This is a pretty difficult report to deal with.
- the report involves several different cases and different instructions in different places, making it difficult to follow
- the project has several buttons and it's not clear which should be clicked in which order for which cases. An ideal repro will run automatically without requiring any user interaction to eliminate wrong inputs affecting the repro.
- any repro that says something like "wait 5 minutes" means it will take maybe 10x longer to deal with than if you can make a repro that demonstrates the issue within 30 sec. It's common to have to run the repro 30-40 times or more before it's fixed and the difference between seconds and minutes to repro is the difference between a quick fix and potentially spending hours and hours on it, which we can ill afford given the number of reports we get
- garbage collection is non-deterministic - if you have say 4GB RAM free the browser may simply decide that there's no point wasting CPU time on a garbage collection. You could try clicking the "collect garbage" button in dev tools to see if it's just not gotten round to a collection yet.
- if it repros in NW.js but not Chrome it suggests that Construct's code is correct (since it works in Chrome) and some aspect of NW.js is leaking, in which case it might be better to file it with the NW.js developers. If you could reproduce it in Chrome though, this would suggest there is a problem with Construct's code and then we might be able to fix it ourselves.
I think it could do with being re-filed starting from a clean slate and focus on the internal sounds aspect alone (which is the only case the engine intentionally supports as far as I can tell) with clear and concise instructions.

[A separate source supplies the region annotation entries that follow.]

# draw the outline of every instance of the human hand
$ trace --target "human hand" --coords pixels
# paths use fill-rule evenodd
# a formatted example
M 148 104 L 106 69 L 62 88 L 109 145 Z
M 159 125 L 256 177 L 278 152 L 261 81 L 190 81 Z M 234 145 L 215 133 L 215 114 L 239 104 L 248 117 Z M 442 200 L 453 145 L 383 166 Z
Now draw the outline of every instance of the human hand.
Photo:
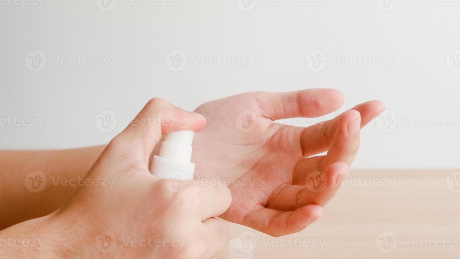
M 112 179 L 113 188 L 79 187 L 50 215 L 51 221 L 65 230 L 59 239 L 70 247 L 66 257 L 208 258 L 227 244 L 228 229 L 213 217 L 230 206 L 228 188 L 190 181 L 178 190 L 172 185 L 174 180 L 150 174 L 149 156 L 162 133 L 179 127 L 145 123 L 158 118 L 185 119 L 182 130 L 199 131 L 206 124 L 202 115 L 163 99 L 149 102 L 110 142 L 85 177 Z M 155 240 L 168 245 L 159 246 Z M 75 255 L 68 253 L 74 251 Z
M 322 116 L 343 103 L 339 91 L 322 89 L 244 93 L 197 108 L 208 123 L 194 139 L 195 178 L 240 183 L 229 186 L 233 200 L 221 217 L 274 236 L 298 232 L 320 218 L 356 155 L 360 127 L 385 107 L 368 102 L 306 128 L 273 121 Z

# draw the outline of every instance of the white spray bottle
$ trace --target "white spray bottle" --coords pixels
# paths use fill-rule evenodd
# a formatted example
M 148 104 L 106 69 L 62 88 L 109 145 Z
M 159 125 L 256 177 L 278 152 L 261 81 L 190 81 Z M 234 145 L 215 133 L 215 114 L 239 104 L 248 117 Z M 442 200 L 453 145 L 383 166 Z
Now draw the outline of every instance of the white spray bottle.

I tested the repro project in NW.js 0.31 (Chromium 67). I replaced the "every 0.01 seconds" events with "Repeat 10 times", exported to NW.js, ran it and just clicked the "Toggle internal sounds" button. Over a couple of minutes I could not see any evidence of a memory leak. According to Task Manager the memory would sometimes increase to 120mb or so, but then it would drop back down to 100mb or so. This looks like normal garbage collector activity.